Mère de trois enfants et mariée à un autre chef, Alejandro Chamorro, Pía Salazar est née à Cuenca, une région qu'elle qualifie de froide sur le plan climatique, "mais merveilleuse sur le plan architectural et gastronomique". Sa famille très unie s'est toujours réunie, en particulier en février, pendant la période du carnaval, sa grand-mère préparant des friandises ; c'est d'elle que Salazar tient son amour des desserts. Elle raconte : "Lors des réunions de famille, nous, les enfants, épluchions les pêches et les figues pour préparer des brevas (confitures) avec nos grands-mères et nos tantes. Ma famille a toujours aimé cuisiner ensemble".

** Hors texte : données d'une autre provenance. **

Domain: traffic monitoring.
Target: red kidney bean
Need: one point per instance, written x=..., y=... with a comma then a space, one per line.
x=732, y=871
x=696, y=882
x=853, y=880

L'un des premiers souvenirs de Pía Salazar en matière de gastronomie est ce qu'elle appelle la cuisine de réconfort : "La cuisine de ma grand-mère. Elle fait partie intégrante de ma vie et est porteuse de beaucoup de nostalgie. Je me languis de son tendre ragoût de petits pois (locro) et de l'époque où elle nous envoyait, nous les enfants, les cueillir, ou d'un savoureux mote (plat de maïs épluché) avec du sel et du porc. Ces plats me remplissent de souvenirs et j'aimerais les servir à nouveau à ma table, mais ce plat que j'aimerais retrouver, c'est celui de ma grand-mère, parce qu'elle était toujours là, les bras grands ouverts, pour nous donner le meilleur d'elle-même, et qu'elle partageait sa chaleur, son amour, à travers sa cuisine".
Algues blanches, ail noir, levure
Trouver l'équilibre
Si le premier dessert que Pía Salazar a préparé était un gâteau au chocolat moelleux pour son père - "ce n'était pas très réussi au début", admet-elle -, l'école de cuisine lui a permis d'entrer rapidement dans le monde de la confiserie. Mais c'est son premier emploi, auprès d'un chef suisse, qui a été un véritable baptême du feu pour la jeune chef équatorienne.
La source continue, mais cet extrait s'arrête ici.